Lawsuit Against Corporation Alleging That the Franchisee's Periodic Financial Reports Were False Justified

Was the Action for Fraudulent and Negligent Misrepresentation Against the Defendant Corporation Alleging that the Franchisee's Periodic Financial Reports were False Justified ? In Soules v. General Motors Corp., 79 Ill. 2d 282, 402 N.E.2d 599, 37 Ill. Dec. 597 (1980), the plaintiff investor brought an action for fraudulent and negligent misrepresentation by the defendant corporation, alleging that the franchisee's periodic financial reports, which it was required to submit to defendant, were false and known by defendant to be such. The defendant argued that plaintiff, as a corporate director, had no right to rely on any alleged misrepresentation by the defendant.
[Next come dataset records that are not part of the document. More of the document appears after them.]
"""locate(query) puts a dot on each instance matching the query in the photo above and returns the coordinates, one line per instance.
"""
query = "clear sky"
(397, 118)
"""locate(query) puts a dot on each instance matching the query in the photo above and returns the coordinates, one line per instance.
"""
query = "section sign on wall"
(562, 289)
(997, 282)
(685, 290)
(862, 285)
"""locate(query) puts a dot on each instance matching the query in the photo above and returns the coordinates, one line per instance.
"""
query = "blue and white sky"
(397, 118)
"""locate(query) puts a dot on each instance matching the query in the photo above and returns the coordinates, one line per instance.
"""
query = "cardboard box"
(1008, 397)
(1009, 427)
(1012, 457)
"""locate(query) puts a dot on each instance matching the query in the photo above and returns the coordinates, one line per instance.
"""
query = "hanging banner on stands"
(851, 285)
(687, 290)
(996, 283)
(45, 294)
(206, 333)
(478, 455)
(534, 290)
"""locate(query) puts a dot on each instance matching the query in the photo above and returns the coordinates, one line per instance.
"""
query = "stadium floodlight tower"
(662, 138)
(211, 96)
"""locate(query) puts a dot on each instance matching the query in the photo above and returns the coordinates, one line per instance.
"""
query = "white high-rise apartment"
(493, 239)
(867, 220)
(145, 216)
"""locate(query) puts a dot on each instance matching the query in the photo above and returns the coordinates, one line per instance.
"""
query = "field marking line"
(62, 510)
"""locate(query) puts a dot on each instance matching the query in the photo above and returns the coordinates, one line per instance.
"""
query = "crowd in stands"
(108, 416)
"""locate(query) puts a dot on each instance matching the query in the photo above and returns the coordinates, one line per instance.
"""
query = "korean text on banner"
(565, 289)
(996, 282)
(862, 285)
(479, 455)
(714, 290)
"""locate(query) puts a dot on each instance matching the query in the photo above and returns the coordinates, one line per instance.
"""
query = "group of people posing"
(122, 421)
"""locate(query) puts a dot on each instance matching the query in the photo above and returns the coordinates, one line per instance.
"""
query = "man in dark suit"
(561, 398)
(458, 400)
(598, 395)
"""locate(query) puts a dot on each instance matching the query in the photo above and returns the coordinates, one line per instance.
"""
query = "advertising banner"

Soules, 79 Ill. 2d at 286, 402 N.E.2d at 601. The supreme court held that "[t]his question is to be answered while viewing the representation in light of all the facts of which plaintiff had actual knowledge as well as those of which he 'might have availed himself by the exercise of ordinary prudence.'" Soules, 79 Ill. 2d at 286-87, 402 N.E.2d at 601, quoting Schmidt v. Landfield, 20 Ill. 2d 89, 94, 169 N.E.2d 229, 231 (1960), quoting Dillman v. Nadlehoffer, 119 Ill. 567, 577, 7 N.E. 88, 91 (1886). The court reasoned that, regardless of plaintiffs access to such materials as a corporate officer, examination of the reports would not have revealed that the financial reports were false. Soules, 79 Ill. 2d at 287, 402 N.E.2d at 601. The court further held, "[c]onsequently, based upon the limited record before us, we cannot say that plaintiffs reliance on the truth of defendant's representations regarding the continuing financial requirements was unjustified." Soules, 79 Ill. 2d at 287, 402 N.E.2d at 601.